[hanomantoto]

TEMPO.CO, JakartaDirektur Eksekutif Institute for Essential Services Reform (IESR) Fabby Tumiwa melihat kunjungan perdana Presiden Prabowo Subianto ke Beijing, Cina sebagai peluang untuk meningkatkan jumlah investasi energi terbarukan di dalam negeri. Pihaknya mendorong pemerintah mempererat kerja sama dengan Cina, khususnya setelah melihat kemajuan Negeri Tirai Bambu itu dalam hal pengembangan energi terbarukan.

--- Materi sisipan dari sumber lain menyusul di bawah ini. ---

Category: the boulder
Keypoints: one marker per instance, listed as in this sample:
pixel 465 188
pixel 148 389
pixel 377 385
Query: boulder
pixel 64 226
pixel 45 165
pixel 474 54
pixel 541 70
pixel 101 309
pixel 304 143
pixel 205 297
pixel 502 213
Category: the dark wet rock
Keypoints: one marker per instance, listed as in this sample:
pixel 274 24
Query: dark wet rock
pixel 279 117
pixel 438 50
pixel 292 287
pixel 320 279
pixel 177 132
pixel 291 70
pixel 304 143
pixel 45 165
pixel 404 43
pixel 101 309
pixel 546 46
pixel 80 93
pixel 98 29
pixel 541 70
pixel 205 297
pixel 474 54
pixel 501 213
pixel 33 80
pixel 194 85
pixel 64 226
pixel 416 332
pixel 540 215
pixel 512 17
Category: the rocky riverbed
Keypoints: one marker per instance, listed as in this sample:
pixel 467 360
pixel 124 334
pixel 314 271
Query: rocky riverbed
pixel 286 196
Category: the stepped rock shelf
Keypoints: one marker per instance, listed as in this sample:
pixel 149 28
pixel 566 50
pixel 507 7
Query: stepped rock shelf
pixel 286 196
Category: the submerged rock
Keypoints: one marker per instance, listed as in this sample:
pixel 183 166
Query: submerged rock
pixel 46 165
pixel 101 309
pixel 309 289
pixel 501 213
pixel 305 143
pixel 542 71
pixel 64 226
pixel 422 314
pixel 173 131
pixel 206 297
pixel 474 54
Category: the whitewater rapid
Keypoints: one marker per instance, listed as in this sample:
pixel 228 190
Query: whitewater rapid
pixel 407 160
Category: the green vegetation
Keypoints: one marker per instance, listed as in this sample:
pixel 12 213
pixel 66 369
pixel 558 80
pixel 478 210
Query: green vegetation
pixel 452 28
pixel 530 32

“Indonesia dapat membangun kerja sama yang memungkinkan terjadinya transfer teknologi yang mendukung inovasi dan efisiensi di sektor energi terbarukan, serta investasi pada proyek-proyek energi bersih di Indonesia,” kata Fabby, dikutip dari keterangan resminya Sabtu, 9 November 2024.

Sebagaimana diketahui, Presiden Prabowo memutuskan untuk melakukan kunjungan kenegaraan pada serangkaian pertemuan internasional dalam beberapa waktu ke depan guna memelihara hubungan yang baik dengan seluruh negara sahabat. Kunjungan pertamanya dijadwalkan pada 8 November 2024 dengan Cina sebagai negara tujuannya untuk memenuhi undangan dari Presiden Xi Jinping.

Melihat besarnya peluang kerja sama pada sektor investasi, IESR mendorong pemerintahan untuk menciptakan iklim yang mendukung terbukanya pintu, khususnya bagi investasi energi terbarukan. Beberapa caranya, kata Fabby dengan menetapkan target nasional yang tegas, disusul dengan perbaikan kerangka kebijakan dan regulasi, serta memperbaiki proses perizinan dan tarif listrik agar investasi tersebut lebih bankable.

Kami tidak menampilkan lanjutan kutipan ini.